Agenda littéraire

Michel Vézina (EV)

L’austérité

Il y a souvent des mots qui deviennent synonymes d’une certaine période de temps. Si on se fie aux médias, 2014 et 2015 passeront à l’histoire comme des années d’austérité. Si le mot a surtout été employé au Québec, il y a eu tout récemment des manifestations en France contre l’austérité et je ne sais pas quel mot les Grecs utilisent dans leur langue pour caractériser les difficultés économiques avec lesquelles ils sont aux prises depuis quelques années, mais ça doit lui ressembler.

Que veut dire au juste le mot austérité? Premièrement, retenons que ce mot vient du latin austeritas qui veut dire saveur âpre, sévérité, gravité, sérieux. Austérité est le caractère de ce qui est austère, c’est-à-dire sévère, dépouillé, rigoureux dans les mœurs et dans les actes. Quand, au niveau d’une entreprise ou d’un gouvernement, on parle d’une politique d’austérité, on parle d’une politique qui vise à assainir la gestion, diminuer l’endettement du pays, réduire les coûts et les dépenses publiques, faire baisser les prix par la diminution de la consommation,  restreindre le crédit, modérer la croissance des salaires et augmenter la pression fiscale.

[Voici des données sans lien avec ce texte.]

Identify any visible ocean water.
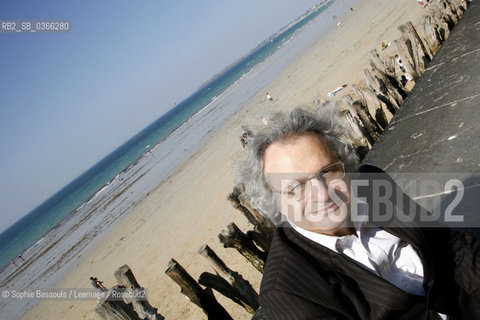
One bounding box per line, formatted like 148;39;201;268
0;0;358;318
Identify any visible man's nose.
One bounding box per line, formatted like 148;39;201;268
305;178;329;202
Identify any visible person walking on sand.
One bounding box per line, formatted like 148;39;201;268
90;276;107;291
266;93;273;102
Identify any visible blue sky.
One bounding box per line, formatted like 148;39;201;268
0;0;323;232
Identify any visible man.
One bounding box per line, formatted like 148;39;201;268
239;108;480;319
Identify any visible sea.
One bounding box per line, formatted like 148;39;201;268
0;0;357;318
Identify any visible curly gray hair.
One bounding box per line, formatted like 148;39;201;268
236;108;359;224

Au nom de quoi et de qui un gouvernement ou une entreprise se lance-t-il dans de telles politiques? Il y a dans notre monde une crainte viscérale de la dette, sous quelque forme qu’elle soit ; lorsqu’on écoute les politiciens, dette et déficit ne font qu’un. À les entendre, il faut aussi bien éliminer l’hypothèque que les déficits accumulés, dans le cadre d'une philosophie où on laisse entendre que moins un gouvernement intervient, plus les individus auront une meilleure capacité de se prendre en main.

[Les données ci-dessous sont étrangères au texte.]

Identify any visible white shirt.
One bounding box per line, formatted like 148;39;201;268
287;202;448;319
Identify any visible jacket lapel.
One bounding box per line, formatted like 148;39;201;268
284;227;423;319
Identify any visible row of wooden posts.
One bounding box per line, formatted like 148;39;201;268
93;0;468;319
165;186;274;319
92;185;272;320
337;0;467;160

Les Québécois, les Français et les Grecs ont généralement le caractère assez bouillant. Si les Québécois ont une réaction influencée par la culture nord-américaine, les Européens sont davantage prompts à faire la grève et à revendiquer lorsqu’ils sentent la vis un peu trop serrée.  Dans nos contextes de forte influence britannique, les mouvements sont beaucoup plus résorbés.

En général, les arts, la culture, l’éducation, la santé et les services sociaux sont les secteurs qui goûtent davantage à la médecine de l’austérité. Il y a eu une époque où on parlait de reingénierie sociale. Aujourd’hui, on nous parle d’innovation, de nouvelles technologies, de faire plus avec moins. Au bout du compte, ce sont les populations les plus vulnérables qui sont les plus affectées par des décisions et leur mise en pratique et cela, même si on nous dit qu'on veut davantage les prioriser et mettre les ressources ainsi dégagées à leur service.

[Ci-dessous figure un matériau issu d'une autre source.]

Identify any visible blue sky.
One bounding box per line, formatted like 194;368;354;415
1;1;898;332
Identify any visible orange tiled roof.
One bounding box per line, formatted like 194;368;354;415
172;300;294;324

Les communautés francophones ont depuis longtemps goûté à l’austérité. Quand on regarde les montants consacrés au développement des communautés de langues officielles, il y a belle lurette que l’inflation a grugé une bonne partie des ressources allouées qui ont très peu varié depuis plus d’une décennie. Au point que lorsqu’il faut faire des recommandations sur les montants alloués en programmation ou en projets, il faut à toute fin pratique déshabiller Pierre pour habiller Paul.

Les communautés francophones ont contribué largement à aider à l’assainissement des finances publiques. Les moyens ne sont tout simplement pas là et les bailleurs de fonds demandent de rencontrer des objectifs et d’atteindre des résultats sans ressources adéquates pour y arriver. Il s’agit d’une autre forme d’austérité.

Que faire? Faute de manifester, il faudra bien se parler un jour mais comment établir un dialogue? La communauté francophone et ses dirigeants devront s’attaquer à cette problématique très bientôt si l’on veut que les francophones continuent de s’épanouir dans ce pays!